C'è però una divisione che Pietro Castellitto rispetta e conserva gelosamente. Anzi, più che una divisione, una differenza, che è ciò che caratterizza una generazione rispetto all'altra. Il potere e la potenza tanto citati da Nietzsche. Nietzsche, lo stesso che Federico Pavone inseguiva ne I predatori e lo stesso che l'autore romano ha studiato durante i suoi anni di filosofia.
Ai "vecchi" appartiene il potere, che è reazionario e conservatore, che guarda verso il basso. Quasi parassitario tende a schiacciare chi ne è in possesso. La potenza (o, meglio, la volontà di potenza) appartiene invece ai trentenni. Essa è il senso dell'essere, una forza espansiva, la prova che la molla della vita che non sono i piaceri terreni. Non il clan, non i soldi o la droga, ma l'autoaffermazione e l'autopotenziamento. Essa, come dice Enea, "richiede integrità e generosità" e per questo costituisce l'elemento che fa dei suoi coetanei degli eroi romantici, ma non per questo vincenti o, ancor meno, martiri. Essi non sono delle vittime di un mondo costruito dai genitori cattivi, ma sono protagonisti di un mondo in guerra da cui non sono in grado di salvarsi. Lo dice, a suo modo, anche la Eva di Benedetta Porcaroli al suo amato, prima a parole e poi nello sguardo di un finale che non c'entra niente con la felicità e il senso di compiutezza che il suo personaggio dovrebbe vivere.
Nell'apice del loro fallimento il mondo cade sulla testa dei trentenni e ciò succede per colpa loro. Sono loro che hanno perseguito la volontà dei loro genitori senza trovare un'altra strada.
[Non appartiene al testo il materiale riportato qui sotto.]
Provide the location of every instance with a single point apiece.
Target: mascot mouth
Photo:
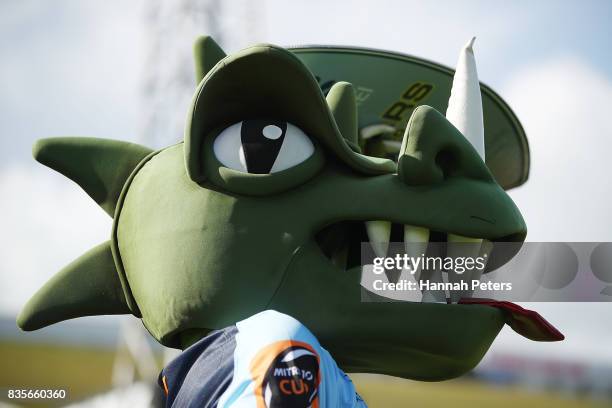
(342, 244)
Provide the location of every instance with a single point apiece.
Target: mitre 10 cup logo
(286, 374)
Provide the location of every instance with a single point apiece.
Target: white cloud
(564, 105)
(47, 221)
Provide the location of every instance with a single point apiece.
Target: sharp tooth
(379, 233)
(461, 246)
(415, 243)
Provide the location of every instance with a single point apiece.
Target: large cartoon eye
(262, 146)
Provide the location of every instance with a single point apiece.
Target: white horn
(465, 103)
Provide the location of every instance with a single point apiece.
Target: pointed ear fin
(206, 53)
(99, 166)
(89, 286)
(343, 105)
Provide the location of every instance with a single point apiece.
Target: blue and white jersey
(269, 360)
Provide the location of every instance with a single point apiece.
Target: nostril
(447, 161)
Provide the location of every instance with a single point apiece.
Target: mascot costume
(240, 244)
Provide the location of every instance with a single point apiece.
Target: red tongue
(527, 323)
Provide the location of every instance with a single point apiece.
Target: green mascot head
(284, 169)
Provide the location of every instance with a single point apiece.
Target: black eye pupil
(260, 150)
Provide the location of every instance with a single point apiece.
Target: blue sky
(77, 68)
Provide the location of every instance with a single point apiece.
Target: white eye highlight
(262, 146)
(272, 132)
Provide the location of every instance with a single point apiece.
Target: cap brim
(391, 85)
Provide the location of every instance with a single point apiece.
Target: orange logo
(286, 374)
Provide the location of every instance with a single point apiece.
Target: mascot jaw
(342, 243)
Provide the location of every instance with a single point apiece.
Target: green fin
(99, 166)
(88, 286)
(206, 53)
(343, 105)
Magari, una strada che potrebbe invece magari trovare chi è più piccolo di loro, come il fratello minore di Enea, Brenno (interpretato da Cesare Castellitto). Castellitto lega a doppio filo l'apice del fallimento del racconto generazionale al suo personaggio e quindi al film, togliendogli, infine, qualsiasi tipo di forza. A cosa può servire un Enea in grado di portare sulle spalle suo padre Anchise, in un mondo in cui quest'ultimo è in grado di volare? Forse il troiano di Omero qualcosa si sarebbe inventato, dopo tutto lui è riuscito a scappare da un mondo in fiamme per fondarne un altro. Quello che dà il titolo ad Enea, invece, è solo un millennial. Fallito.